Mechanistic Insights and Case Studies
Case studies reveal that verifiers often employ a "solve-and-match" strategy, generating their own reference solutions for comparison. On hard problems, verifiers frequently fail to solve the problem correctly, leading to false negatives (rejecting correct generator responses). For strong generators, errors are internally consistent and propagate through the reasoning chain, making them difficult for verifiers to detect. Weak generators, in contrast, produce self-contradictory solutions that are more readily rejected.
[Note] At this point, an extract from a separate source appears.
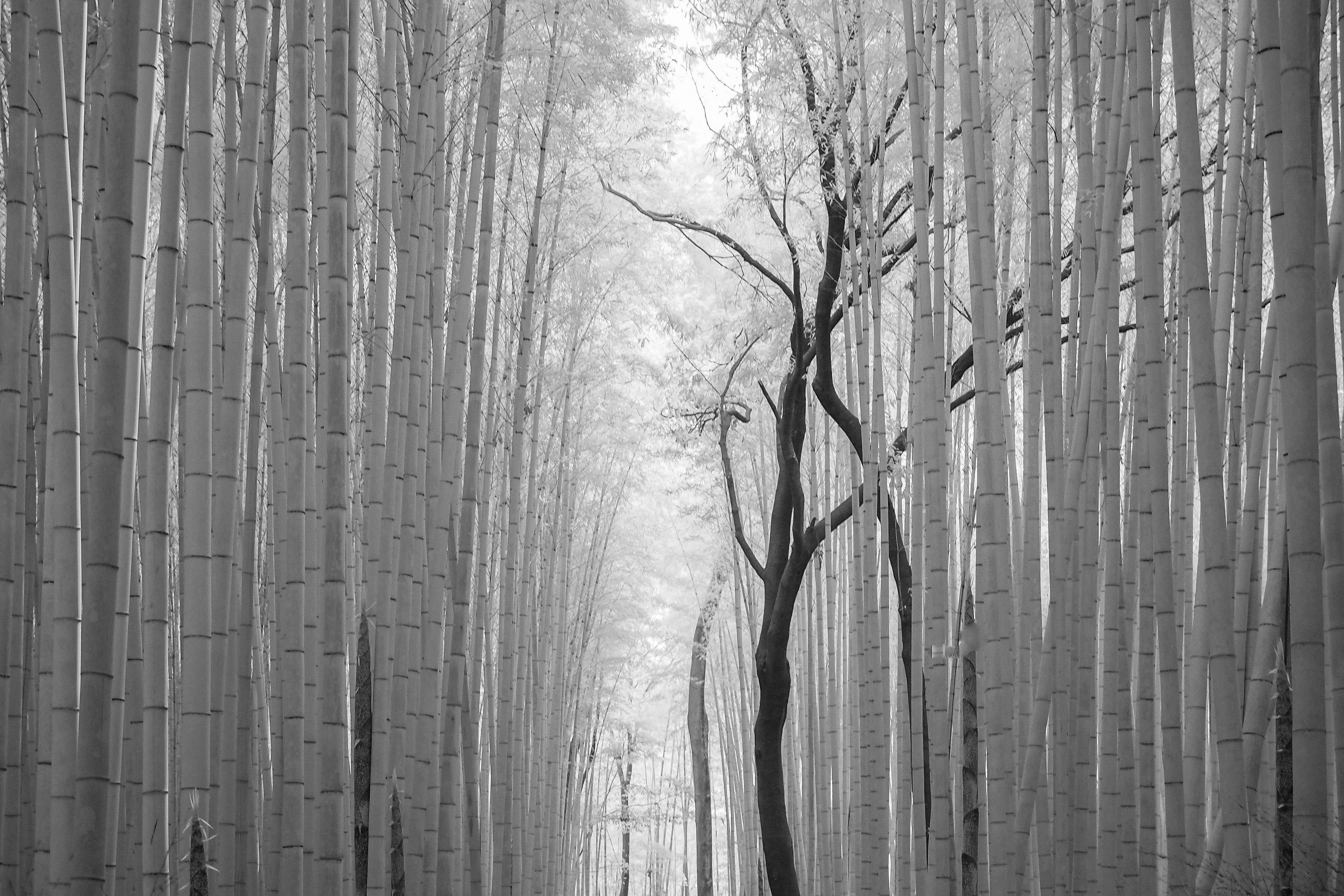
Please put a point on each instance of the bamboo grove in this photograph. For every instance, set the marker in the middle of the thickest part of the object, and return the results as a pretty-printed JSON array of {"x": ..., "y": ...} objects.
[{"x": 1022, "y": 422}]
Theoretical and Practical Implications
The findings challenge the prevailing assumption that scaling verifier capability is universally beneficial. Verification asymmetry—where verifying is easier than generating—does not hold uniformly across all regimes. The results suggest that strategic pairing of generators and verifiers, informed by problem difficulty and generator capability, can optimize computational efficiency in TTS applications. Furthermore, the observed limitations in error detection for strong generators and hard problems highlight fundamental bottlenecks in current generative verification paradigms.
Future Directions
The paper opens several avenues for future research:
- Verifier Architecture: Development of specialized verifier architectures or training objectives that enhance error detection for strong generators.
- Adaptive TTS Strategies: Dynamic allocation of verifier resources based on real-time estimates of problem difficulty and generator capability.
- Benchmarking and Evaluation: Design of new benchmarks that stress-test verification in adversarial and high-difficulty regimes.
- Multi-Agent Verification: Exploration of collaborative or debate-style verification systems to overcome individual verifier limitations.
Conclusion
This work provides a rigorous, multi-dimensional analysis of verification dynamics in LLMs, establishing that verification success is governed by the interaction of problem difficulty, generator capability, and verifier generation capability. The results have direct implications for the deployment of verification in TTS, enabling more cost-effective and reliable model evaluation. The identification of regimes where scaling verifier capacity is ineffective underscores the need for principled, context-aware verification strategies and motivates further research into overcoming the fundamental limitations of current approaches.